ABD, Orta Asya’nın siyasi ve  ekonomik kontrolünü Rusya ve Çin’e bırakmak istemiyordu ve bu nedenle de Ortadoğu’da ve Orta Asya’da yeni bir düzene ihtiyacı vardı. ABD’ye göre, Avrupa Savunma Örgütü, yumuşak bir örgüttü. Dolayısıyla ABD yumuşak bir AB savunması ile Orta Asya’yı kontrol edemeyeceğini biliyordu. Bu yüzden de ABD, bölgedeki güçlü müttefikleri (Türkiye, İsrail, Suudi Arabistan gibi) ve NATO marifetiyle yeni bir denge oluşturmaya başladı. BU bağlamda da bölgede sorun çıkaran ve çıkaracak olan ülkeleri de ekarte edebilmek maksadıyla Arap Baharı yoluyla birer birer devirdi ve devirmeye de devam ediyor.

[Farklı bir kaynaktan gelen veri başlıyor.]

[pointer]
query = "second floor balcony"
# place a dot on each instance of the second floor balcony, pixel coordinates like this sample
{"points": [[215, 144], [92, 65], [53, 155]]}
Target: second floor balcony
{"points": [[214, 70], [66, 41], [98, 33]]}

NATO Suriye krizinde son zamanlarda verdiği en güçlü mesajları vermek suretiyle hep Türkiye’nin yanında yer aldığını gösterdi! Savaş haricinde her türlü desteğini esirgemedi. Öyle ki NATO sanki Türk Dışişleri sözcüsü gibi konuştu. Türkiye’nin her toplantı talebine anında yanıt verdi. Ancak Rusya Esat rejiminin gitmesine şiddetle karşı çıkıyor. Aynı şekilde Çin ve İran’da Esat’a açık destek veriyor. Durumun bu halde olması, Türkiye’yi Ortadoğu’da yalnızlaştırma riskini ve düzen kurmada etkin aktör olmayı zorlaştırıyor. Salt NATO desteği de yeterli değil, Obama Suriye batağına girmek istemiyor. Durumu “idare” etmeye çalışıyor. Zaten bu yıl içinde Kasım’da ABD’de Başkanlık seçimi olacağı için, Obama muhtemelen bu sorunu yeni başkana bırakacaktır. Hal böyleyken, Türkiye’nin önümüzdeki yakın dönemde Suriye meselesinde tavrını nasıl koruyacağı doğrusu merak konusudur. Esat rejiminin önümüzdeki aylarda gitme olasılığının olmaması halinde sorun daha da derinleşecektir. Suriye sınırında sürekli bir savaş halinin olması, terörün tekrar buradan beslenmeye başlaması, Suriye’nin bölünme riski ile Irak ve Suriye Kürtlerinin olası birleşmesi, Türkiye’nin bölgede düzen kurucu olmayı bir kenara bırakıp, yeni oluşumun başına dert olmasının nasıl bertaraf edileceğinin derdine düşmesi anlamına gelecektir ve Esat Türkiye’nin başına işte o zaman gerçekten bela olacaktır. Ayrıca Türkiye’nin özellikle de Rusya ve İran’a olan enerji bağımlılığı düşünülürse, Türkiye-Suriye-Rusya-İran bermudasında fütüristlik anlamda nelere gebe olacağını düşünmek gerekir.